Please, watch your fishing lines and nets: this is a very sad story

Seal drowned in floating net, birds have become entangled in discarded fishing lines at different locations on the Sunshine Coast

A seal drowned in a discarded fishing net. Photo Mary Beth Pongrac

(By staff writer)

On a windy day last month, Karen Holland saw a few gulls hovering and flying above the water between the end of the Roberts Creek pier and the mouth of Roberts Creek. Thinking they were feeding, she took a couple of quick pictures.

The young gull and the fishing line stopping it from flying off.  An eagle quickly noticed this. 

When she started walking to the end of the pier, she heard bird screams and saw an eagle with a gull in its talons land on the beach on the other side of the creek. The eagle then flew with the gull towards the trees near the parking area. She took more pictures but lost sight of the eagle once it reached the trees.  

The eagle flying off with the gull

It wasn’t until she downloaded the pictures that she saw that the first pictures she had taken of the gulls showed that a young gull was entangled in fishing line and could not fly away. She realized that the gulls hadn’t been feeding, they were distressed about the young gull.  

When she zoomed in on the pictures of the eagle she noticed there was fishing line with a red lure trailing from the gull. 

A bit hard to see, but in the bottom left hand corner you can see the red lure attached to the line coming from the gull
Not a great picture as the eagle was much further away, but with the dark trees in the background you can see that there are two fishing lines coming from the gull, one line is so long it goes off the picture 

That same day, Irene Davy at the Gibsons Wildlife Rehab Center received a young gull into care from Roberts Creek.
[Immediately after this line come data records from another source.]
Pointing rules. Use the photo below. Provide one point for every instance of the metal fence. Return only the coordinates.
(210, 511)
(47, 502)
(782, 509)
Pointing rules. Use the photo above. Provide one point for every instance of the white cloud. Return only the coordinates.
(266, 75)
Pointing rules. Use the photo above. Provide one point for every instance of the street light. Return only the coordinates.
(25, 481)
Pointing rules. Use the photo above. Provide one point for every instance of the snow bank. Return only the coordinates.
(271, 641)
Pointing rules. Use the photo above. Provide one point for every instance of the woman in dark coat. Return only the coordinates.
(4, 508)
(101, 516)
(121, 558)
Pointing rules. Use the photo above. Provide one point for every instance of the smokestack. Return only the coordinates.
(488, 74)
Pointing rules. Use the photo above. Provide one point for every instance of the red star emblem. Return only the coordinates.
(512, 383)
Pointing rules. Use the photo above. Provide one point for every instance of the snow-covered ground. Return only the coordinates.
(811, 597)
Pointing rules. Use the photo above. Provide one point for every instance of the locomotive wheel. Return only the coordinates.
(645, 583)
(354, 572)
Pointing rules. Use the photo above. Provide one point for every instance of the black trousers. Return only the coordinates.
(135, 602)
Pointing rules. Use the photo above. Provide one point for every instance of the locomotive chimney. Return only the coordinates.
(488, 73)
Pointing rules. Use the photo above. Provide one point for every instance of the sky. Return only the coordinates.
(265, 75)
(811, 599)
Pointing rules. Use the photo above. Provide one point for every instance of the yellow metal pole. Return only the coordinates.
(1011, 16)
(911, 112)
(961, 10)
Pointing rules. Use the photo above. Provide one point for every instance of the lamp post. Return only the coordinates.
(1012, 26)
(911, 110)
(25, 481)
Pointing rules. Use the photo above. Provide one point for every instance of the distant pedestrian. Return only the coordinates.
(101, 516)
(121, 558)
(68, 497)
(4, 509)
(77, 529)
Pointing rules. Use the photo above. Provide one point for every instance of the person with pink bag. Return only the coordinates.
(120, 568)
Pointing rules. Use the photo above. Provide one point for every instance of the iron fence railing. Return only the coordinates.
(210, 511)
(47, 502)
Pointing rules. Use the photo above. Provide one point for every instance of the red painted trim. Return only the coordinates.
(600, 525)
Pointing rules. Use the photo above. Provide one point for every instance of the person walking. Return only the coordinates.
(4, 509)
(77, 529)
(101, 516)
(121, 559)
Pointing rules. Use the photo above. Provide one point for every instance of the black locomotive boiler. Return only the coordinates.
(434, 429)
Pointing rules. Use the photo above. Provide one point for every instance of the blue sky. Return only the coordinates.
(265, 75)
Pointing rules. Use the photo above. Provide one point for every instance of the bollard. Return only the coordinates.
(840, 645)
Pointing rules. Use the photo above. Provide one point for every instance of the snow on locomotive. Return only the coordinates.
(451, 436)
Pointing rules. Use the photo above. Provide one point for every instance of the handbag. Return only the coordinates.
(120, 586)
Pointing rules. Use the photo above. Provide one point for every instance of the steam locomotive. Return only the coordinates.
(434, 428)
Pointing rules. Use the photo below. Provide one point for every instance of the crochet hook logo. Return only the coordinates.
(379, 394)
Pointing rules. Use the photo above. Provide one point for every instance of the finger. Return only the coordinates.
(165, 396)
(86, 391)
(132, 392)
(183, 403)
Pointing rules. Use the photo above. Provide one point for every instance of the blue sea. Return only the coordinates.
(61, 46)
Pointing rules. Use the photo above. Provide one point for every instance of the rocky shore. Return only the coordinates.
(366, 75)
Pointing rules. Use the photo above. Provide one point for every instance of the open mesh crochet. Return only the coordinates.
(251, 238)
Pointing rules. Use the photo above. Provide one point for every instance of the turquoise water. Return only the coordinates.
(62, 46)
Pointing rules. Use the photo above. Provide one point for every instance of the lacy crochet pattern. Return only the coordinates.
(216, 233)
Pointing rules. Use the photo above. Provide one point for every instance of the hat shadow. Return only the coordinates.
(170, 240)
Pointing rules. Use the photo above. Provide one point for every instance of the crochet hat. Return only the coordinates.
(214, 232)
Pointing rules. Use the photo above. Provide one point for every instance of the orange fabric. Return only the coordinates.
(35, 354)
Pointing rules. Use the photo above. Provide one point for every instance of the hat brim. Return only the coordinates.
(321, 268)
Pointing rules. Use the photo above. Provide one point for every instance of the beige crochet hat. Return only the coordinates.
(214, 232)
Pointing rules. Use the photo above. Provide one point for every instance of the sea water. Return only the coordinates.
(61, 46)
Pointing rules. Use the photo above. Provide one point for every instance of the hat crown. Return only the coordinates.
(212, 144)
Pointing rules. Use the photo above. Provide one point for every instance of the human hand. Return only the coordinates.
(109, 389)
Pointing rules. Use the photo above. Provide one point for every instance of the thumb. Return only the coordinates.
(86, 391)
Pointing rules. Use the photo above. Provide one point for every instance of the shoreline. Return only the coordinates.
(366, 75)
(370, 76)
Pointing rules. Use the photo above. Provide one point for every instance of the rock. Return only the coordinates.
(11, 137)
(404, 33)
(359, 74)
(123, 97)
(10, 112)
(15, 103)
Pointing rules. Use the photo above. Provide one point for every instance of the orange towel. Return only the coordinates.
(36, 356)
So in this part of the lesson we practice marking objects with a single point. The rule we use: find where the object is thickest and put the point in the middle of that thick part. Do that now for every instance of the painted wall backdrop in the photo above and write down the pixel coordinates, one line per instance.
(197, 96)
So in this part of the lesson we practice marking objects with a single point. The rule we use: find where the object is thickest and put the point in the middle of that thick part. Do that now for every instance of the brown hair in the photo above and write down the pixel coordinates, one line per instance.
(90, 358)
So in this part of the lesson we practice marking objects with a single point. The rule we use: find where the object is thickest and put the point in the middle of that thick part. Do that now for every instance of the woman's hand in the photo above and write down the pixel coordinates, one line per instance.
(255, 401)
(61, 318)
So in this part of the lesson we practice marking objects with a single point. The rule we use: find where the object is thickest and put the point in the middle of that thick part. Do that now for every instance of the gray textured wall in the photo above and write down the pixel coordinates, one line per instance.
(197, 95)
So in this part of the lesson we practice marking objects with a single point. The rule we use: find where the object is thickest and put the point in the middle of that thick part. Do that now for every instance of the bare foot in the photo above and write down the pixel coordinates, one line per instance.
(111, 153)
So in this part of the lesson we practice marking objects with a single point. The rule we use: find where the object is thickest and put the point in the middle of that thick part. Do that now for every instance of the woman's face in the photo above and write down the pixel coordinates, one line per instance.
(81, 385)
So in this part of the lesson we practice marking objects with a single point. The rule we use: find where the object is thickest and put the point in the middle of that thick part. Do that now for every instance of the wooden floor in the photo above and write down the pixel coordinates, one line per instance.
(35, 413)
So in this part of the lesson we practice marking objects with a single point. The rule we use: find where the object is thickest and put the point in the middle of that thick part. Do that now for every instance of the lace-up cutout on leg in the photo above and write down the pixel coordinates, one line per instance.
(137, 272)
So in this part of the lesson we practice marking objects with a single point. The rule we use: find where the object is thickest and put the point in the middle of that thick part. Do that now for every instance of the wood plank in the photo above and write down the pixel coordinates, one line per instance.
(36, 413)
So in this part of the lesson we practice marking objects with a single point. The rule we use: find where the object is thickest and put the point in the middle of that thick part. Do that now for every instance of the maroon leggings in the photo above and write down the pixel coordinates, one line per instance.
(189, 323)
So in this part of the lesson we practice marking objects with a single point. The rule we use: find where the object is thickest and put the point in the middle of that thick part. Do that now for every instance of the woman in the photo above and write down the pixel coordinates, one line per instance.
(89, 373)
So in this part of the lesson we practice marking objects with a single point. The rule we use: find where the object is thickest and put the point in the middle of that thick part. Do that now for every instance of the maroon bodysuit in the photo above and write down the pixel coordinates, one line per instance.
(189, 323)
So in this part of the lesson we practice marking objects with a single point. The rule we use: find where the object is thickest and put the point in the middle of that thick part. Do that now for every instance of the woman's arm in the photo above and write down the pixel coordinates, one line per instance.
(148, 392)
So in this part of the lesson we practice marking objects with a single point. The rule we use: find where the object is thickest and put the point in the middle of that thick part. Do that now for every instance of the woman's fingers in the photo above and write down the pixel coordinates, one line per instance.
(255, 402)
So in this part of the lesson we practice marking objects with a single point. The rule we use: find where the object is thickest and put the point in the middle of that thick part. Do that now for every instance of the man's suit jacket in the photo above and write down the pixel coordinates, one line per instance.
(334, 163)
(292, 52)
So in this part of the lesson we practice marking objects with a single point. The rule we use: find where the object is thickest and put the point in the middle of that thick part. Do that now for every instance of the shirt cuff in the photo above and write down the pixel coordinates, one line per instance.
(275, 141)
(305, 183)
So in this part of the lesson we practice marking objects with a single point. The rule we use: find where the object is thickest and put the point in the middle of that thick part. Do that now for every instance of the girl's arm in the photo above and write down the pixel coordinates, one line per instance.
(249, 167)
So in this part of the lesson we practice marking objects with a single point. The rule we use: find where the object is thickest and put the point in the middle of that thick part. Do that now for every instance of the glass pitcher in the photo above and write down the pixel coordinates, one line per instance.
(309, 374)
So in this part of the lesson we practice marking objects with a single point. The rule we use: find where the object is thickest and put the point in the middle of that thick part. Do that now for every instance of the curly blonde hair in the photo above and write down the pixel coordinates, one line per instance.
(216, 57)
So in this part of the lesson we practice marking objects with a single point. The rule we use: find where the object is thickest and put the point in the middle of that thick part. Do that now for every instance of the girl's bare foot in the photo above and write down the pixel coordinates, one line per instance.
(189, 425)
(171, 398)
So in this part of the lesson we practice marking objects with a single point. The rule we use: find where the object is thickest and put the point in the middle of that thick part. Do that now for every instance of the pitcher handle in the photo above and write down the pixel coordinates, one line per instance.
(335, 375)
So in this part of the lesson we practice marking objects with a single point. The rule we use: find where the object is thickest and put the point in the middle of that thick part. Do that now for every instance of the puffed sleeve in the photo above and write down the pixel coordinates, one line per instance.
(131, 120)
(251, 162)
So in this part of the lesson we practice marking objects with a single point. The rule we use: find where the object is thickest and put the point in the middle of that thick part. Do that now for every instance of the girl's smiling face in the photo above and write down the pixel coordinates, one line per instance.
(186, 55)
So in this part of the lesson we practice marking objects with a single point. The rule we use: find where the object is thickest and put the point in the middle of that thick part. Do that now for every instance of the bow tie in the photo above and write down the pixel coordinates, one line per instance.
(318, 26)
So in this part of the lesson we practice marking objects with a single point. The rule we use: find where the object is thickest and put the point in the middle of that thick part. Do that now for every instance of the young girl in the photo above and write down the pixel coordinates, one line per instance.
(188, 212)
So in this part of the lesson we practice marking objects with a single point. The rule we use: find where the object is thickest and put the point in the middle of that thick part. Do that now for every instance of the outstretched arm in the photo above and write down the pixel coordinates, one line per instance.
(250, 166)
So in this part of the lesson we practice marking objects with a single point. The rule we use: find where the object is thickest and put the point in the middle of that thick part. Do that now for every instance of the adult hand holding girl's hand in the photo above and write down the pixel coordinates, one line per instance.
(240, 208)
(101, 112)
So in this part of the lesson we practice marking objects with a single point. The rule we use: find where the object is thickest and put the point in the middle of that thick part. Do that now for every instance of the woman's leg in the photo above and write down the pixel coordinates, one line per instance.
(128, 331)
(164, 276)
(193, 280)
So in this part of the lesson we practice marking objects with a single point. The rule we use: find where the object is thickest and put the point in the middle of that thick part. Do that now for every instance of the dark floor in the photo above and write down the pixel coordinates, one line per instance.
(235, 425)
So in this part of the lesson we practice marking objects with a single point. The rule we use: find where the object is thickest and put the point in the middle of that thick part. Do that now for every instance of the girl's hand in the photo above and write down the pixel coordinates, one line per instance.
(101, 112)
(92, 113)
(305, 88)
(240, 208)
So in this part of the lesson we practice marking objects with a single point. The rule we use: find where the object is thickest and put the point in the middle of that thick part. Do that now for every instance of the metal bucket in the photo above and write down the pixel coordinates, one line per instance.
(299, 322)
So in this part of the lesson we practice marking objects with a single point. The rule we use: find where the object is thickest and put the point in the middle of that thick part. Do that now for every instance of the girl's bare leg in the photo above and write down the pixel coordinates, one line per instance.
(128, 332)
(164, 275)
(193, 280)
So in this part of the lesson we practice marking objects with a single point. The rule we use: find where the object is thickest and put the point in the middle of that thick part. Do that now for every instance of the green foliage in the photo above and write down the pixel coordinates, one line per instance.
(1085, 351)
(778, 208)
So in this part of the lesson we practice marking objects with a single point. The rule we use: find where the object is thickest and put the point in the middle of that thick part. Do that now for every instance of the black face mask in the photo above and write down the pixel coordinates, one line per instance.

It was entangled in fishing line and suffered from puncture wounds clearly caused by an eagle. 

Sadly, when looking at the pictures, it became apparent this was not the same gull Holland had seen: two young gulls on one day found themselves entangled in fishing line at Roberts Creek.  

“I realize that raptors need to eat too, but our wildlife should also not be harmed due to discarded fishing line,” Holland said.  

“The eagle also may have ingested some of the line, or if it took the gull back to its nest the line could have been more of an entanglement hazard.”

“We see birds caught in fishing line from time to time,” said Davy, who founded the Gibsons Wildlife Rehab Center thirty years ago. “The lines really cut into their skin, like a knife. Smaller songbirds struggle so hard, it’s horrible.”

The young gull she saw last month had deep puncture wounds on either side of his thighs and on his face. His face was covered in blood and his ear hole was full of blood. 

“It was completely entangled, I didn’t think he would make it,” she said. Luckily, he did. 

“There is just no excuse for this,” Davy said. “It’s just thoughtless of people, not thinking what discarded fishing line does to wildlife. Please cut it up and put it in the garbage.”

Photo Ian Bolden

Ian Bolden photographed this loon in December at the Selma Park boat launch.  Heavy green fishing line was wrapped around its left wing and went through its beak. A foot-long green fishing flasher attached to the line was being towed behind the loon.

“At the time the photo was taken, the bird appeared healthy and uninjured, and was able to swim but I never saw it attempt to dive in the short time I observed it,” Bolden said. “Because I didn’t have the means to rescue the bird at the time I posted the photo along with a story on the internet with a request to keep an eye out for it but no further reports or sightings came up.”

It’s not only birds that suffer. Last month, when she was kayaking in the Sechelt Inlet near Oyster Beach, Mary Beth Pongrac saw a dead seal that drowned as a result of being trapped in a fishing net.

Please, watch your fishing gear.  

2 comments

    1. Gosh. How terrible and sad. We need to take better care of ALL the precious wildlife here on the Coast. How do we get the message through to those that fish?